The Penrose team is proud to announce the 0.9.8 release. Penrose is virtual directory server. Unlike a traditional directory server, virtual directory does not master the data itself in its own database. Instead a virtual directory will dynamically translate requests it receives to operations in other protocols or data models, such as to a relational database. It comes with Penrose Studio, a GUI-based administration and mapping tool based on eclipse RCP 3.1 platform
- Posted by: Jim Yang
- Posted on: December 12 2005 23:14 EST
Penrose Studio improvement
Embedding Penrose is now easier than ever
Various bug fixes and performance enhancements.
You can find more information in the release notes.
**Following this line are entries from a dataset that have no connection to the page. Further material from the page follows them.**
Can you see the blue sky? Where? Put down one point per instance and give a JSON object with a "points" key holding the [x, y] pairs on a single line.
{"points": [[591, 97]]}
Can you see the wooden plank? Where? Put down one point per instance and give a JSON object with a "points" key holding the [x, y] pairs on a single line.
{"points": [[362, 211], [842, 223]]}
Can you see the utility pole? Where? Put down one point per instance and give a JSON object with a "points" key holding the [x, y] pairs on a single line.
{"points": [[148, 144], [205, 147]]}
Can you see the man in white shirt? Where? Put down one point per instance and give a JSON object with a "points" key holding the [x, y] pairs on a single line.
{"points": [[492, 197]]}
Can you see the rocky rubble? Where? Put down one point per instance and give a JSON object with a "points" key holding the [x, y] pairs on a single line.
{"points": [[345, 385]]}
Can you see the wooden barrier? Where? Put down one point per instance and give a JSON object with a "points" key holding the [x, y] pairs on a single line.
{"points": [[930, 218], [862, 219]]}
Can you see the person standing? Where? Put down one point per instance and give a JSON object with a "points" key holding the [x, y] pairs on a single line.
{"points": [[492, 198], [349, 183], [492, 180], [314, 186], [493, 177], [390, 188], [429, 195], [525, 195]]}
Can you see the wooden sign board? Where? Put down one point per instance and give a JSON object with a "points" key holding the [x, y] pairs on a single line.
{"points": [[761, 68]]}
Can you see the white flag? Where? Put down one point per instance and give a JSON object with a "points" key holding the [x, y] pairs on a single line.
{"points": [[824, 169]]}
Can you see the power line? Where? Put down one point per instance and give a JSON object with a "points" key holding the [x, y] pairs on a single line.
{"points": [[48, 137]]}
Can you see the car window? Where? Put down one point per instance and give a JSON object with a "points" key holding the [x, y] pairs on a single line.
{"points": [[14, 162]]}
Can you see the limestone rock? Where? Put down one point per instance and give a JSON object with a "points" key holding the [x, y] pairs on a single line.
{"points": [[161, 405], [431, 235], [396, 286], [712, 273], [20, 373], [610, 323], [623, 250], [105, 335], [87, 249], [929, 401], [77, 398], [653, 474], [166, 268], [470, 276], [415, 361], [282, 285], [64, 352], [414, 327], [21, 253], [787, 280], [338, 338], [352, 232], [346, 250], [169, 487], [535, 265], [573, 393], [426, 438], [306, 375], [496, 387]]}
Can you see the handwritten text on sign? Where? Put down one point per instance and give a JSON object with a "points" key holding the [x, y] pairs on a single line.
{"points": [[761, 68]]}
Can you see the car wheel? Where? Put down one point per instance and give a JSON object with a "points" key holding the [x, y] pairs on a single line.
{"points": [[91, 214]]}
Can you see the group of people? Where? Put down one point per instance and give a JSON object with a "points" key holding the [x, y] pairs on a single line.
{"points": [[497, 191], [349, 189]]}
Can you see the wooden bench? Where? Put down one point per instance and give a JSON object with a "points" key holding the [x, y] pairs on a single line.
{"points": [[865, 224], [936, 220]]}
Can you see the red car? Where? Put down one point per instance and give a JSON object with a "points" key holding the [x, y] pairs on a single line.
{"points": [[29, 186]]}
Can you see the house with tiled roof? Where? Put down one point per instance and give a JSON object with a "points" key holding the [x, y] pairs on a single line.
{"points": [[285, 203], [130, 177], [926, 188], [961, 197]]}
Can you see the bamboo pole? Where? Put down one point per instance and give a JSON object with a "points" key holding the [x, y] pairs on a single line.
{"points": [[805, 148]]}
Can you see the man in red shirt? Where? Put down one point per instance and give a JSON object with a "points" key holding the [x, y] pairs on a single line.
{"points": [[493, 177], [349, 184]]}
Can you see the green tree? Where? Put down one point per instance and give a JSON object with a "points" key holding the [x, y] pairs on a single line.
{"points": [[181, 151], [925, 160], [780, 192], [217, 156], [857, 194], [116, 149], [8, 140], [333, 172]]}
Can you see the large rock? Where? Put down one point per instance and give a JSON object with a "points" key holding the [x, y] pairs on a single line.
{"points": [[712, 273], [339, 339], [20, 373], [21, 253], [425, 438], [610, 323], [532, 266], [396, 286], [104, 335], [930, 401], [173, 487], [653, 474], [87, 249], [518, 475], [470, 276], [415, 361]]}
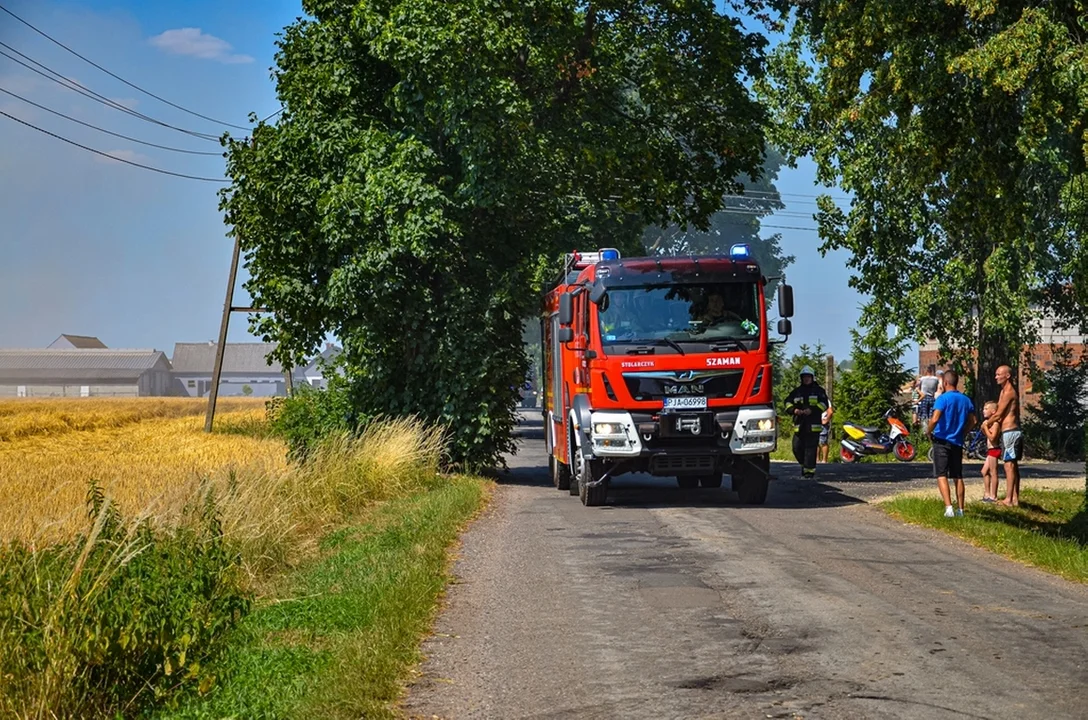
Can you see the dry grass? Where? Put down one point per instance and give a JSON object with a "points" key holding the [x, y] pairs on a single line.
{"points": [[51, 417], [146, 466], [157, 467], [159, 463]]}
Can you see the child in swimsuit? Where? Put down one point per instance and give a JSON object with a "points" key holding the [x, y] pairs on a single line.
{"points": [[990, 479]]}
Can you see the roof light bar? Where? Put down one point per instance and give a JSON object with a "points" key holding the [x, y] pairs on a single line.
{"points": [[586, 259], [740, 251]]}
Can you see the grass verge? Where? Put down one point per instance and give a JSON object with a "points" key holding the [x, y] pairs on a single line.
{"points": [[1048, 531], [346, 628]]}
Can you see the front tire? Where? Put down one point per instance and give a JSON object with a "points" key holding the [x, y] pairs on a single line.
{"points": [[589, 471], [711, 481], [752, 480], [560, 473], [904, 450]]}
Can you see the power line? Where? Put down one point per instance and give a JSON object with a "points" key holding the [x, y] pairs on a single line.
{"points": [[811, 230], [102, 129], [132, 85], [76, 87], [775, 194], [107, 154]]}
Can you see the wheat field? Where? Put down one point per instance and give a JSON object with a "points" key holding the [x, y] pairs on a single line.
{"points": [[153, 461], [149, 455]]}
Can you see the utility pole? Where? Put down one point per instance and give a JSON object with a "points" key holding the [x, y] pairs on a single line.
{"points": [[221, 348], [829, 385]]}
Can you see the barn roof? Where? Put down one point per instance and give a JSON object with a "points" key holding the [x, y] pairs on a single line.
{"points": [[60, 365], [238, 358], [82, 342]]}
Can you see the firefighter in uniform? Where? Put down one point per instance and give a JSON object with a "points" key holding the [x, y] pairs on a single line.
{"points": [[805, 405]]}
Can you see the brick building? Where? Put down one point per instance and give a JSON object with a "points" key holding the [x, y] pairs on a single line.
{"points": [[1042, 355]]}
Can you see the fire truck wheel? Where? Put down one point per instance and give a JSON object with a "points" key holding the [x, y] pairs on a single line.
{"points": [[560, 474], [711, 481], [751, 487], [591, 496]]}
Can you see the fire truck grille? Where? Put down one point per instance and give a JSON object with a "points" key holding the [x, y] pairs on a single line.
{"points": [[665, 464], [708, 384]]}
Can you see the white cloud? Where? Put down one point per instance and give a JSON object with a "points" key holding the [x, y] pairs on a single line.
{"points": [[193, 41], [131, 156]]}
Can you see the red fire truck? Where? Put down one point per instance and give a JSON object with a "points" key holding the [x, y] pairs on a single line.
{"points": [[659, 365]]}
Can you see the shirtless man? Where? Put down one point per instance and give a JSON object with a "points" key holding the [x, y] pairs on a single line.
{"points": [[1012, 442]]}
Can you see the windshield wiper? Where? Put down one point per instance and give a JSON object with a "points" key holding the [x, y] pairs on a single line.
{"points": [[718, 346], [671, 344]]}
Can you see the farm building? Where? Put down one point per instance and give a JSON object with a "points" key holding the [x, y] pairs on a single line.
{"points": [[83, 372], [1051, 336], [245, 365], [77, 343]]}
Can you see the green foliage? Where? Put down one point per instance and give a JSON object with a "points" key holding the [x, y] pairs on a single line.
{"points": [[310, 414], [432, 158], [118, 619], [1053, 426], [875, 382], [956, 126]]}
This sounds good in theory but:
I installed LDAP servers for years up until 2001, so my expirence is not super new, but based on my expirence LDAP is about speed. I have installed LDAP servers for the Navy and for General Electric, and in both cases speed of the directory was the make or break factor.
There have been products in the past that have offered to translate from LDAP to some other protocol, or storage repository, but response time under heavy load has been a problem in every product I have tried.
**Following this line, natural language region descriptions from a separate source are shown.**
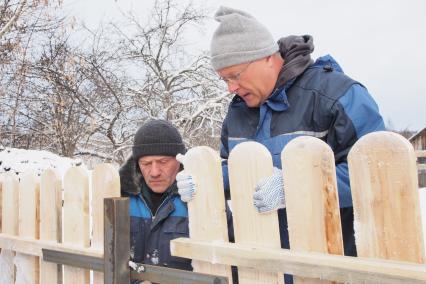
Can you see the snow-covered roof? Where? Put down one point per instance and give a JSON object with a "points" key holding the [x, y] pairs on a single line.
{"points": [[20, 160]]}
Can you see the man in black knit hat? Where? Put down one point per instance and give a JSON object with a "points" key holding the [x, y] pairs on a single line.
{"points": [[157, 214]]}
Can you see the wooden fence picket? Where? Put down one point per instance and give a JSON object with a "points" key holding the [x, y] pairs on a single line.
{"points": [[310, 179], [10, 197], [203, 163], [76, 220], [248, 163], [50, 221], [27, 267], [105, 183], [383, 173]]}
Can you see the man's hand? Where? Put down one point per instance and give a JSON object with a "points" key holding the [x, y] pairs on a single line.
{"points": [[269, 193], [186, 186]]}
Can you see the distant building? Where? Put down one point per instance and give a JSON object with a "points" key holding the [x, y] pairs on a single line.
{"points": [[419, 140], [419, 143]]}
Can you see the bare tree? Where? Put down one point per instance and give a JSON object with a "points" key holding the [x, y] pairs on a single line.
{"points": [[88, 99], [172, 84]]}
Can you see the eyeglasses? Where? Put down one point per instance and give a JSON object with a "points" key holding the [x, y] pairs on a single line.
{"points": [[236, 77]]}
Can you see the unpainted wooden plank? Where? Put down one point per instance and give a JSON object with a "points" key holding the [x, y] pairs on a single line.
{"points": [[27, 267], [207, 215], [76, 219], [248, 163], [310, 184], [344, 269], [105, 183], [50, 220], [10, 198]]}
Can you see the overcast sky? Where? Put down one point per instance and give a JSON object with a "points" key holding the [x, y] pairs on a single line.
{"points": [[380, 43]]}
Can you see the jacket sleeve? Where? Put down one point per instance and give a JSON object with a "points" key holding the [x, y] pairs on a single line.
{"points": [[354, 115], [224, 154]]}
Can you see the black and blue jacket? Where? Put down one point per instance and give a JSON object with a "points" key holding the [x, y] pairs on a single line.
{"points": [[320, 101], [151, 232]]}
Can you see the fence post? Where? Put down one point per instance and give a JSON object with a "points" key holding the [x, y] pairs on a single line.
{"points": [[27, 267], [105, 183], [10, 198], [207, 216], [116, 241], [310, 189], [248, 163], [50, 221], [384, 184], [76, 220]]}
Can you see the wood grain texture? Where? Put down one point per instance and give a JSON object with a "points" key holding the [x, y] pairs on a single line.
{"points": [[50, 220], [310, 184], [248, 163], [76, 219], [382, 167], [105, 183], [207, 215]]}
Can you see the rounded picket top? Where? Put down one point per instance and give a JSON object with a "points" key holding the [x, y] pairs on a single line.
{"points": [[50, 219], [384, 185], [10, 199], [252, 154], [76, 219], [105, 183], [309, 174], [28, 204], [207, 215], [248, 163], [50, 205]]}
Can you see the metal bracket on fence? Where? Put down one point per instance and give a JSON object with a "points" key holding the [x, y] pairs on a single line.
{"points": [[164, 275], [115, 263], [73, 259]]}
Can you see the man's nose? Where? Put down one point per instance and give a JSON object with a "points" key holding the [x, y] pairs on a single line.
{"points": [[155, 169], [232, 86]]}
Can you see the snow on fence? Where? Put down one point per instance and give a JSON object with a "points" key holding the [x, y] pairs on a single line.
{"points": [[388, 225], [49, 213], [384, 184]]}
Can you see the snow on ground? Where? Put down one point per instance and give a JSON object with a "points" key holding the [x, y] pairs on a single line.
{"points": [[20, 160]]}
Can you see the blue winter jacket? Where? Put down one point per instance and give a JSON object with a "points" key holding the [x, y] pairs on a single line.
{"points": [[321, 102], [151, 232], [314, 99]]}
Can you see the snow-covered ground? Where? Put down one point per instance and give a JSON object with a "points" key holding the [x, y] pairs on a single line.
{"points": [[20, 160]]}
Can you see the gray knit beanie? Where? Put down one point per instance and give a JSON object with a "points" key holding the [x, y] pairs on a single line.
{"points": [[239, 38], [157, 137]]}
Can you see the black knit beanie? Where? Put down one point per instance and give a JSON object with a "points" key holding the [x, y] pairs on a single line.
{"points": [[157, 137]]}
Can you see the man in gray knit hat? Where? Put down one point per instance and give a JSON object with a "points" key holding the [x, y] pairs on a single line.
{"points": [[148, 179], [281, 93]]}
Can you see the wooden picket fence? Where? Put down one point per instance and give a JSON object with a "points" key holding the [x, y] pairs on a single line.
{"points": [[384, 187], [388, 227], [49, 212]]}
Does anyone have any expirence running this product under heavy load with a large database?
I suppose the idea behind Penrose is not to create the fastest LDAP implementation, but to expose existing repositories in a standard manner.
They have an example on their site of using a mysql database as the persistence mechanism for LDAP. This would be a very useful tool for bringing legacy systems online in newer architectures. Think of the amount of applications that have custom authentication mechanisms backed by RDBMSs. With Penrse, you could expose those details as a directory server which would increase the return on the original investments and prolong the life without having to completely retrain existing staff.
It would be interesting to get *some* performance metrics though.